Search code examples
javacluster-analysismahout

mahout Spearmans Correlation java


I'm using mahout KMeansDriver to build clusters, and want to use Spearman as DistanceMeasure.

Can I find this algorithm in java or do I need to write it myself?

I didn't find any examples for that on web.


Solution

  • Do not use k-means with other distance measures.

    It may stop converging.

    K-means is designed to minimize variance. Your distance function must also minimize variance, otherwise you lose the convergence property.
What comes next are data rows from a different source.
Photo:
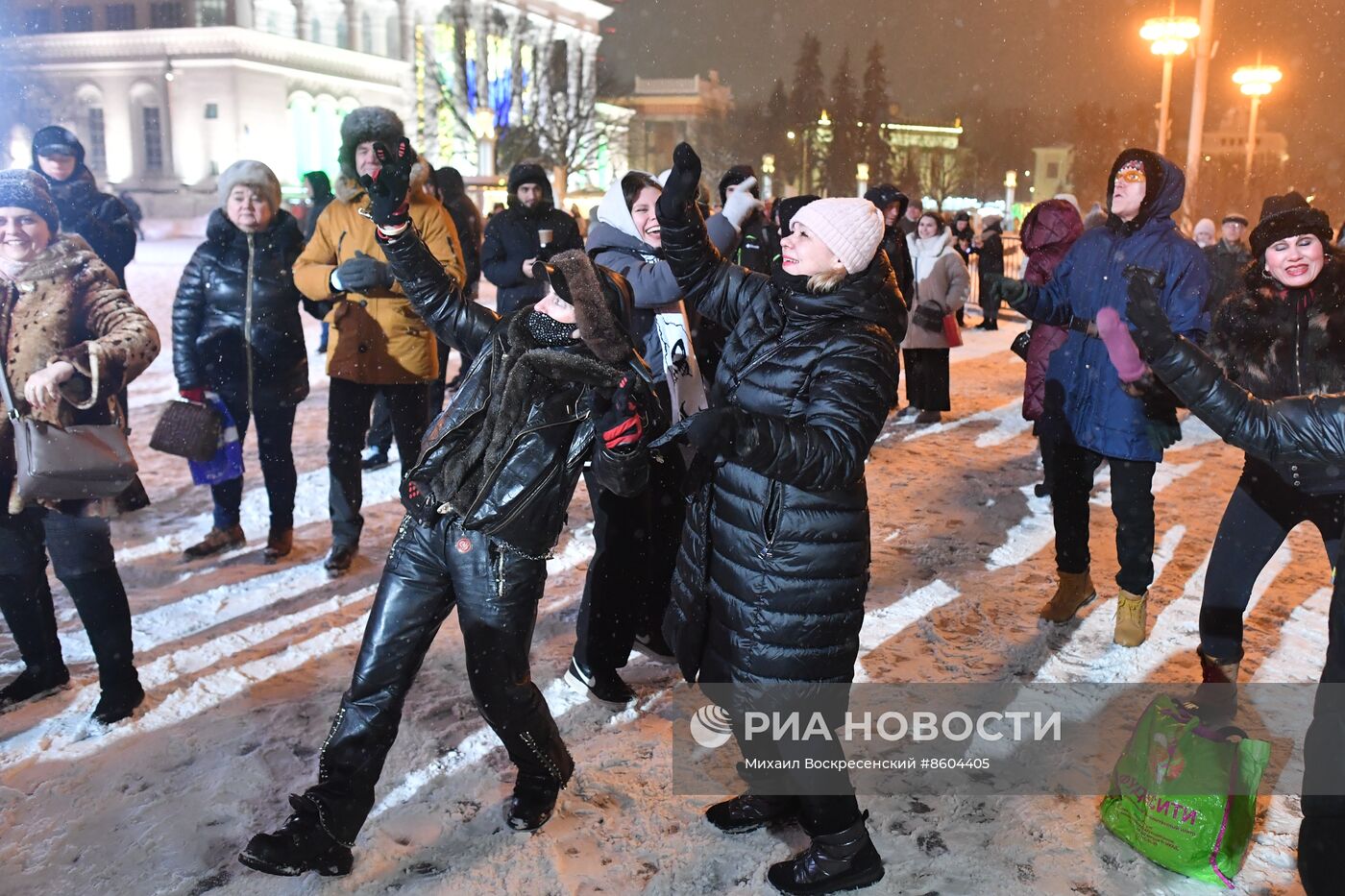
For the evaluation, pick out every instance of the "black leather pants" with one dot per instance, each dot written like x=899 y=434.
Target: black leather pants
x=429 y=570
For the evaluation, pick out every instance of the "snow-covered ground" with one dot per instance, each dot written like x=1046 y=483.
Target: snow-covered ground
x=245 y=665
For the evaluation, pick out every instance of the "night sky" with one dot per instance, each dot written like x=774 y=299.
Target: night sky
x=1042 y=53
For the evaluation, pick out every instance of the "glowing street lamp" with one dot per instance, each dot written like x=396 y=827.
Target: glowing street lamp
x=1167 y=36
x=483 y=128
x=767 y=174
x=1257 y=83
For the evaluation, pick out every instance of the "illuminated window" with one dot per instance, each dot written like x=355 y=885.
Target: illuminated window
x=97 y=140
x=77 y=19
x=37 y=20
x=211 y=12
x=152 y=131
x=121 y=16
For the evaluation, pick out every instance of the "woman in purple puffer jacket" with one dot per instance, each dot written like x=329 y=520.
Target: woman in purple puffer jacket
x=1048 y=231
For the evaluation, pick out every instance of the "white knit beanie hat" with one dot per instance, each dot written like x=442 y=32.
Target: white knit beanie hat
x=851 y=228
x=249 y=173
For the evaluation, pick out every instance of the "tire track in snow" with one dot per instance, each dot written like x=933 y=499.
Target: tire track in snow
x=1031 y=536
x=1305 y=633
x=53 y=738
x=884 y=624
x=562 y=698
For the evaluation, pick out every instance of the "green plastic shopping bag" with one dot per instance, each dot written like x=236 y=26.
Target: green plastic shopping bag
x=1184 y=795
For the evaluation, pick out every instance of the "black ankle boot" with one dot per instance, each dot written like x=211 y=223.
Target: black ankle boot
x=300 y=845
x=101 y=600
x=118 y=702
x=831 y=862
x=533 y=802
x=749 y=811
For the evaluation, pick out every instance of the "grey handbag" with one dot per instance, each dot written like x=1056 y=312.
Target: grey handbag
x=74 y=463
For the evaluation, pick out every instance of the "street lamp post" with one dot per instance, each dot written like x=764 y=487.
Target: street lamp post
x=1255 y=81
x=483 y=128
x=1169 y=36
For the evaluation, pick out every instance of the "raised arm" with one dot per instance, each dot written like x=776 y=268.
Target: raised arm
x=1301 y=428
x=436 y=295
x=188 y=311
x=713 y=287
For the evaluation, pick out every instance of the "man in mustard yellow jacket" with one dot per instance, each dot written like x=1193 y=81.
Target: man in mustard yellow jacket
x=379 y=343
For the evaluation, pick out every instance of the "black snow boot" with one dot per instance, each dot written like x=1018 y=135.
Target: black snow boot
x=1318 y=853
x=101 y=600
x=749 y=811
x=300 y=845
x=534 y=801
x=831 y=864
x=118 y=702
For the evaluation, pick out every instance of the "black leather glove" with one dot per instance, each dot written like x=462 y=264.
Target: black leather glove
x=722 y=432
x=389 y=187
x=682 y=184
x=616 y=416
x=363 y=274
x=1015 y=292
x=1149 y=323
x=928 y=318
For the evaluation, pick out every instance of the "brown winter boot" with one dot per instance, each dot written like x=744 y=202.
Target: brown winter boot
x=279 y=544
x=215 y=541
x=1073 y=591
x=1216 y=698
x=1132 y=619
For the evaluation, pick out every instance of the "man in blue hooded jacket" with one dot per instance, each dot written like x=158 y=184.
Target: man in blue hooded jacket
x=1089 y=415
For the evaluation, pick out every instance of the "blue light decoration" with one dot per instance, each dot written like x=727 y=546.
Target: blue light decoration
x=501 y=91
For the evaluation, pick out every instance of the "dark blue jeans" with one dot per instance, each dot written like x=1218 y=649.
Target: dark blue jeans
x=275 y=436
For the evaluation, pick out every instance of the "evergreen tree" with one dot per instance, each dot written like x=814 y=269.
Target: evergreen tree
x=873 y=111
x=844 y=150
x=804 y=107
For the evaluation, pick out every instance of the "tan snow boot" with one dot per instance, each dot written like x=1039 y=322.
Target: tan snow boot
x=1132 y=619
x=1073 y=591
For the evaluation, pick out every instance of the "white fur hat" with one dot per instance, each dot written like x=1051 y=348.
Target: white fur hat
x=251 y=173
x=851 y=228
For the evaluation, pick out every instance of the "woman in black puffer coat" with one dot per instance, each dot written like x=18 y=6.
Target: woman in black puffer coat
x=773 y=567
x=237 y=332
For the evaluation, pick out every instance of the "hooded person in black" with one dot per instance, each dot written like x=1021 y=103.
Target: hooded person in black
x=467 y=218
x=893 y=205
x=319 y=197
x=558 y=383
x=98 y=217
x=759 y=241
x=514 y=238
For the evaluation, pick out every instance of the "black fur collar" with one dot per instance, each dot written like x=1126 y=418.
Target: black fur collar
x=1260 y=339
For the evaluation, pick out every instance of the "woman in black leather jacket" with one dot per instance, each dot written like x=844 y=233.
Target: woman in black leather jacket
x=553 y=386
x=773 y=567
x=1304 y=435
x=237 y=332
x=1281 y=332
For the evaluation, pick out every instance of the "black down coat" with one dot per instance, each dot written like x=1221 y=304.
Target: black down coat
x=235 y=326
x=773 y=566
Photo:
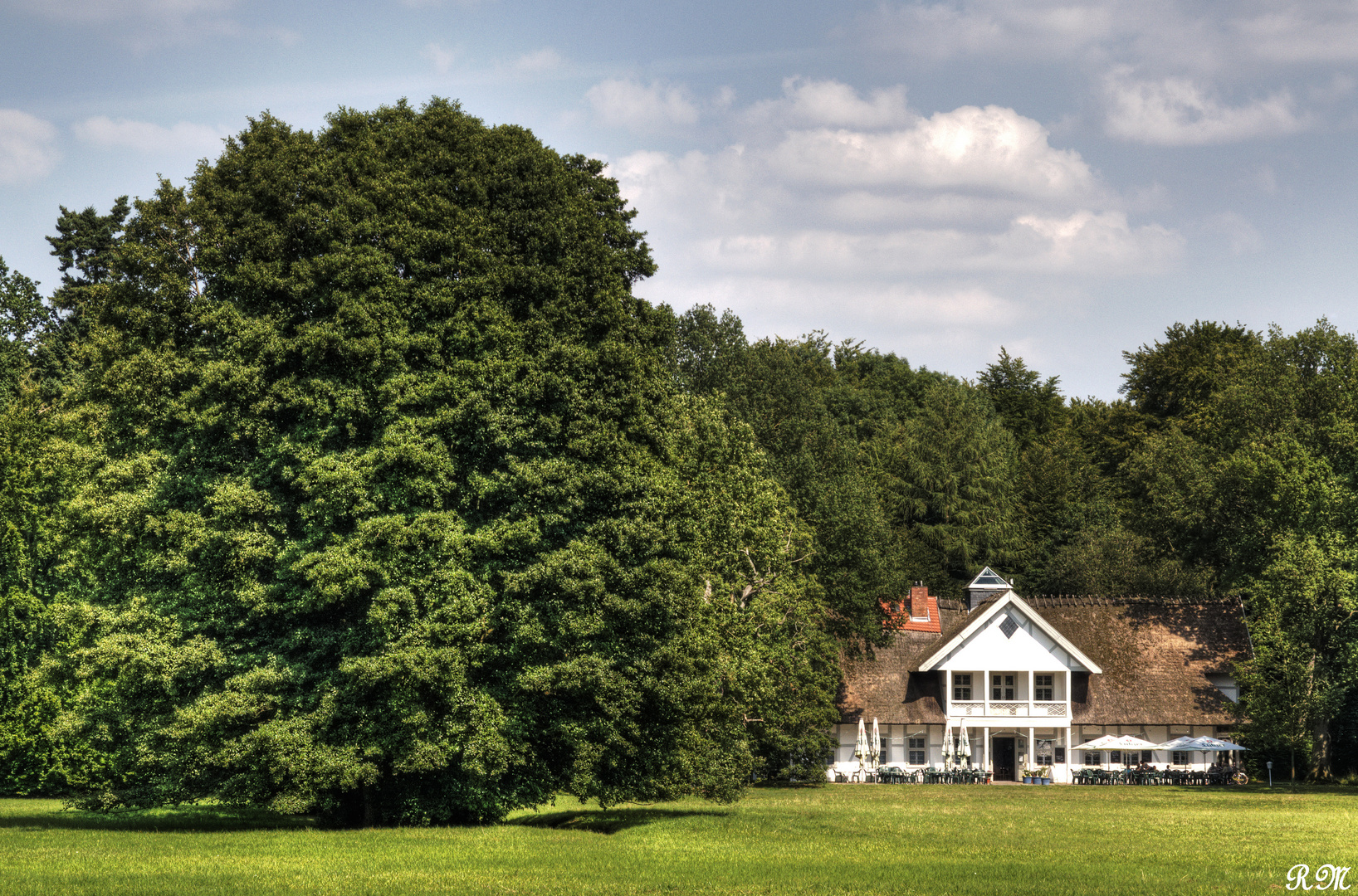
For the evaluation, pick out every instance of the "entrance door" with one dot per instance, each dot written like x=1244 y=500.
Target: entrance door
x=1004 y=751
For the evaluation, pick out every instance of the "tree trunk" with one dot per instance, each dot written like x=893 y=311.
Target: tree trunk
x=1321 y=751
x=371 y=816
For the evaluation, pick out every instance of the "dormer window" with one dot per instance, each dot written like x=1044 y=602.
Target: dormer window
x=960 y=686
x=1042 y=687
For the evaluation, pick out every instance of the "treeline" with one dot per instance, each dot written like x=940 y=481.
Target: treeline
x=352 y=478
x=1231 y=466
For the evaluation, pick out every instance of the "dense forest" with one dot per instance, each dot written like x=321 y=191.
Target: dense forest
x=354 y=478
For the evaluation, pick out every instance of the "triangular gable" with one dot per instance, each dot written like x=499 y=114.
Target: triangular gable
x=993 y=616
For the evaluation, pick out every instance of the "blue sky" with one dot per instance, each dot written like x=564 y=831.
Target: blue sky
x=937 y=179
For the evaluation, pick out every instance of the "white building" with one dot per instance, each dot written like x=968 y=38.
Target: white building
x=1033 y=678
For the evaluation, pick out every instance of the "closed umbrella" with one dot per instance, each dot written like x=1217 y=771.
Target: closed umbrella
x=860 y=750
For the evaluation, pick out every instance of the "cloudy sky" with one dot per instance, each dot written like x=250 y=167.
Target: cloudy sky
x=1063 y=178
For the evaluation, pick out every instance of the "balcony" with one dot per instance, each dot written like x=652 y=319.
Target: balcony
x=1009 y=709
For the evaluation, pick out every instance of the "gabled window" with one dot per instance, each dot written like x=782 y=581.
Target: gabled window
x=1042 y=687
x=917 y=751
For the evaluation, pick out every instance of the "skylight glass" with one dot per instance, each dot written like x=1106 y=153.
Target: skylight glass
x=988 y=578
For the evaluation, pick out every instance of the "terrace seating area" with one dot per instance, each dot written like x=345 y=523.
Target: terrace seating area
x=1212 y=777
x=891 y=774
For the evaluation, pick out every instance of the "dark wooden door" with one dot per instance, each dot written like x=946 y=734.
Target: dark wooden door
x=1004 y=750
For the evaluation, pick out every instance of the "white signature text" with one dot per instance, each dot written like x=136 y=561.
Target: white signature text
x=1327 y=877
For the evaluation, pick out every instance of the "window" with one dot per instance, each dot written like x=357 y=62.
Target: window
x=1042 y=687
x=917 y=751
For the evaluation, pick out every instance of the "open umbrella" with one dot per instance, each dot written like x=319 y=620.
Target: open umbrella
x=1213 y=746
x=1116 y=742
x=1204 y=744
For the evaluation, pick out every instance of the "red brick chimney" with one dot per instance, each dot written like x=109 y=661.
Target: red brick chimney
x=920 y=612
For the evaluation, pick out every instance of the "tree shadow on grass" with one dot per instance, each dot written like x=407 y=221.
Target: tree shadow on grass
x=188 y=819
x=608 y=821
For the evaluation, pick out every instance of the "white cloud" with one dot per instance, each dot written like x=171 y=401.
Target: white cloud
x=183 y=138
x=969 y=147
x=833 y=104
x=542 y=60
x=905 y=228
x=969 y=190
x=440 y=57
x=627 y=104
x=1175 y=112
x=26 y=147
x=1038 y=29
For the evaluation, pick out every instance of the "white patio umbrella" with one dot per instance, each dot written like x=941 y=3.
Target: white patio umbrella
x=860 y=750
x=1213 y=746
x=1116 y=742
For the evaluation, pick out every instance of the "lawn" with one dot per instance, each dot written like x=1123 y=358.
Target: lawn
x=838 y=840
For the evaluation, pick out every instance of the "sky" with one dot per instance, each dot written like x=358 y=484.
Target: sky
x=1065 y=179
For guaranteed convergence with other distances, see partitioning around medoids (PAM) aka k-medoids.

    Correlation measures are a good example of distances that do not work with k-means:

    Consider the two vectors, and absolute spearman correlation: dist=1-|r|

    1 2 3 4 5
    5 4 3 2 1
    

    Obviously, spearman correlation is -1, and these two vectors are considered "identical".

    However, k-means will now compute the mean of these two, which yields the constant vector

    3 3 3 3 3
    

    which is as dis-similar to these two (in fact, it's correlation with anything isn't even well defined). In other words: the mean does not minimize absolute correlation, and you shouldn't use this distance function.

    Variance = squared Euclidean

    This is why you should be using k-means only with squared Euclidean distance.

    On L2 normalized vectors: Variance ~ Cosine

    This is easy to see when looking at the definition of cosine similarity, and the reason why spherical k-means also works.